O governo do Talibã não respondeu aos pedidos de comentários sobre o êxodo crescente pela América do Sul, mas disse que o Afeganistão é o “lar de todos os afegãos” e que aqueles que partiram podem voltar. Eles também disseram que respeitam os direitos das mulheres de acordo com sua interpretação da lei islâmica e da cultura afegã.
Osmani ganhou uma loteria de imigração dos EUA em 2020, permitindo que ele solicitasse vistos de “diversidade”, projetados para cidadãos de países com baixas taxas de imigração para os Estados Unidos. Mas as precauções durante a pandemia de covid-19 atrasaram o processamento do visto e a embaixada norte-americana no Afeganistão fechou quando a cidade caiu nas mãos do Talibã.
Depois de passar um curto período no Brasil, Osmani disse que decidiu rumar para o norte, para os Estados Unidos.

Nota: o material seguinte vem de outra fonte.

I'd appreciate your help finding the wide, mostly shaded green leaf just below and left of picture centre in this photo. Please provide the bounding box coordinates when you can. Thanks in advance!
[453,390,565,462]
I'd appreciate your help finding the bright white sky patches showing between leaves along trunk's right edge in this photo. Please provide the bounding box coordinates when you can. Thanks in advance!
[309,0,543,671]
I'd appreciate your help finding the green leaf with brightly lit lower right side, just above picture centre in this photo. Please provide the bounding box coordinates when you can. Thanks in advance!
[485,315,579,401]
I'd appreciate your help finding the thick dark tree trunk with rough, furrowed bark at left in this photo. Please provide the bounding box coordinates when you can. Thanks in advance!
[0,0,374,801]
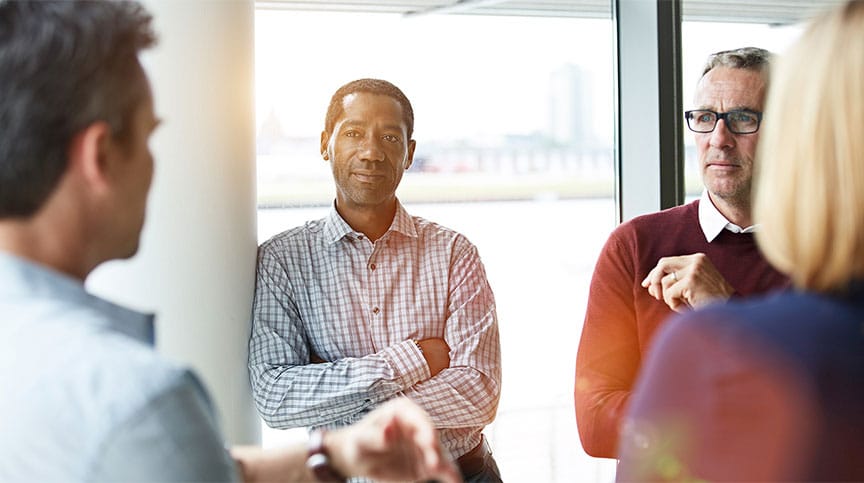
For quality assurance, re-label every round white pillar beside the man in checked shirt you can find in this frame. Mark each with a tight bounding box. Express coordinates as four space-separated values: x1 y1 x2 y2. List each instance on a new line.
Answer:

Atualmente, ele mora em um apartamento compartilhado em San Diego. Em meados de janeiro, ele viajou para São Francisco para uma audiência no tribunal de imigração. Quando ele chegou ao tribunal, foi informado de que seu caso não estava no sistema.
"É bom para mim quando penso que agora estou nos Estados Unidos. Mas espero obter os documentos o mais rápido possível, isso me deixará com a mente segura e uma vida feliz", disse Osmani .
Vários defensores dos refugiados e ex-funcionários norte-americanos disseram que o número crescente de afegãos tentando a rota pela América Latina reflete uma falha tanto em lidar com a crise humanitária dentro do Afeganistão quanto em fornecer apoio adequado para aqueles que partem.
Cerca de 88.500 afegãos foram reassentados nos Estados Unidos, com a maioria chegando na época da retirada militar norte-americana em agosto de 2021, de acordo com o Departamento de Segurança Interna (DHS) dos EUA. Mas milhares mais querem sair do país.
Alguns afegãos, incluindo aqueles que não têm pedidos de visto pendentes, tentaram se inscrever do exterior para entrar nos Estados Unidos em caráter de emergência. Dos cerca de 51.000 pedidos de afegãos desde a tomada do Talibã, cerca de 600 foram aprovados, disse o DHS.